Apologies if you’re bored with my banging on about PC support scams, but it seems that there are plenty of people who aren’t. At any rate, some of my previous blogs on the subject have attracted more comments than any of my blogs on other topics, and in fact, I’ve learned a great deal from some of those comments over the past two or three years.
And now I see that the Internet Storm Center is running a poll on Fake Tech Support Calls. The organization says:
We are trying to better understand how common “Fake Tech Support” calls are, and what they are trying to achieve. If you received a call that claims to provide tech support, or another service, only to extract information from you or to trick you into installing malware on your system, please use the form below to report any details.

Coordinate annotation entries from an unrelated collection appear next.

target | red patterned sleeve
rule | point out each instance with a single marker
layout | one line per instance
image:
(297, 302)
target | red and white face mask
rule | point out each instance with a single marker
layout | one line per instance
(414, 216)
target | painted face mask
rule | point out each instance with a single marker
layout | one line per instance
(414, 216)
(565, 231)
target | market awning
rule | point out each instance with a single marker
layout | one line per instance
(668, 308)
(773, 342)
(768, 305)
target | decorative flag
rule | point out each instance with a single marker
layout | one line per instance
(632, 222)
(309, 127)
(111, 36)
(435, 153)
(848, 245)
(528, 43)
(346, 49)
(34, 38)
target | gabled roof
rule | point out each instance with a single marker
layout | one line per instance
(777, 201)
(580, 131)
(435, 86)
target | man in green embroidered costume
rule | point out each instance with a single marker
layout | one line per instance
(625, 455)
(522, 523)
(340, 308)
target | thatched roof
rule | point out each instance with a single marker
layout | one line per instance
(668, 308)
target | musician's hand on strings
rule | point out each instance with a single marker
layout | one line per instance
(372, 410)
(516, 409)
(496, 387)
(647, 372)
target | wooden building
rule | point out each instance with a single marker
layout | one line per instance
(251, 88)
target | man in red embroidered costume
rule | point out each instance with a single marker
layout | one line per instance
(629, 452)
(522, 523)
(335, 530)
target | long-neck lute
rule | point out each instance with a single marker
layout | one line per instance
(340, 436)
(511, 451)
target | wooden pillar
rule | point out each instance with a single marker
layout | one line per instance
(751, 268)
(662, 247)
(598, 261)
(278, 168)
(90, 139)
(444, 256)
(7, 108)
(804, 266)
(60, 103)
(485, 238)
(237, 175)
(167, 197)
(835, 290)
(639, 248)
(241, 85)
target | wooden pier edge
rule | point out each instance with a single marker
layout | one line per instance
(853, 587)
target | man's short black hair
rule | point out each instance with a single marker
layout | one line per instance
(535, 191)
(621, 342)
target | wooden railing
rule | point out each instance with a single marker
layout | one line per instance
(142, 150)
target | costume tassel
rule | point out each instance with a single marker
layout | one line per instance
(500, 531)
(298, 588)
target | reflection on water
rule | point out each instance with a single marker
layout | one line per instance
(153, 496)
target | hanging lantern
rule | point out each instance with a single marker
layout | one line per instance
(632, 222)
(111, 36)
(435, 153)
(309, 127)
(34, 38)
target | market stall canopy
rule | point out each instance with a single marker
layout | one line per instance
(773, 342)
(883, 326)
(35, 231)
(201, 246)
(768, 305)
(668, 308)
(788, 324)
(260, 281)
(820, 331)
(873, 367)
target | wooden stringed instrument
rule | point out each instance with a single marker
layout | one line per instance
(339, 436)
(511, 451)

None of the fields are mandatory, and you don’t have to log in. The questions include the following:
- Was the call automated or did a person call you? [In my experience, there’s more often than not a pause when I pick up the phone, suggesting that dialling is automated and the scammer picks up when he sees there’s a response. Of course it would be fairly difficult to automate the actual conversation…]
- The gender of the caller, the language they used, and whether they had a strong accent.
- Details of any URL they asked you to visit, and whether they asked for remote access.
- Whether they identified the organization they were calling from,
- Whether they asked for credit card data and/or other personal information.
- The phone number of the caller
Actually, it was Martijn Grooten of Virus Bulletin who pointed this page out to me: he and I, along with Steve Burn and Craig Johnston, are working on a paper on the topic to be presented at Virus Bulletin in September. We’re in the process of establishing contact with the researchers at ISC who are working on this in the hope of exchanging information, and would encourage you to fill in the questionnaire, if you have experience of the scam. But I’m still also extremely interested to hear of your experiences through the ThreatBlog, so keep the comments coming!